There is ever much pride in my heart when I hear it said that all the trails leading from the Missouri River into the Great West were pointed out to the white people by fur buyers, for my father was well known, and in a friendly way, as one of the most successful of the free traders who had their headquarters at St. Louis.

[Illustration] from Antoine of Oregon by James Otis

It is not for me to say, nor for you to believe, that the fur traders were really the first to travel over these trails, for, as a matter of fact, they were marked out in the early days by the countless numbers of buffaloes, deer, and other animals that always took the most direct road from their feeding places to where water could be found.

Then came the Indians, seeking a trail from one part of the country to another, and they followed in the footsteps of the animals, knowing full well that thereby they would not lack for water, the one thing needful to those who go to and fro in the wilderness.

Thus it was that the animals and the Indians combined to mark out the most direct roads that could be made, with due regard to the bodily needs of those who traveled from one part of the Great West to another.

As the traders in furs journeyed from tribe to tribe of the Indians, or sought the most favored places for trapping, they learned how white men could go westward from the Missouri River to the Pacific Ocean without fear of dying from hunger or thirst.

My father, Pierre Laclede, was, as I have said, a free trader, which means that he went out into the wilderness with his crew of boatmen and trappers, free from any bargains or duties to the great fur trading companies, such as the Hudson's Bay, the Northwest, and the X. Y.

There were regular battles fought between the hunters and trappers of these great companies in the olden days, when St.
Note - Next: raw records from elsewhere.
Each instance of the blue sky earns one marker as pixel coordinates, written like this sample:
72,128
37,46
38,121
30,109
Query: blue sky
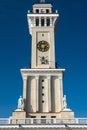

Louis was under Spanish rule and had become a famous gathering place for the fur traders.

There were many like my father, who, hiring men to help them, carried into the wilderness goods to be exchanged with the Indians for furs, and, failing in this, set about trapping fur-bearing animals throughout the winter season.

Wonderful sport these same traders had, as I know full well, having been more than once with my father over that trail leading from the Missouri River to the Oregon country.

Then there was the home-corning to St. Louis, when every man forgot the days on which he had been cold or hungry, and no longer heeded the half-healed wounds received in Indian attacks, when he had been forced to defend with his life the furs he had gathered.

Once in St. Louis, what rare times of feasting and making merry, while the furs were being shipped to New Orleans, or bartered to the big companies that were ever on the watch for the return of the free traders!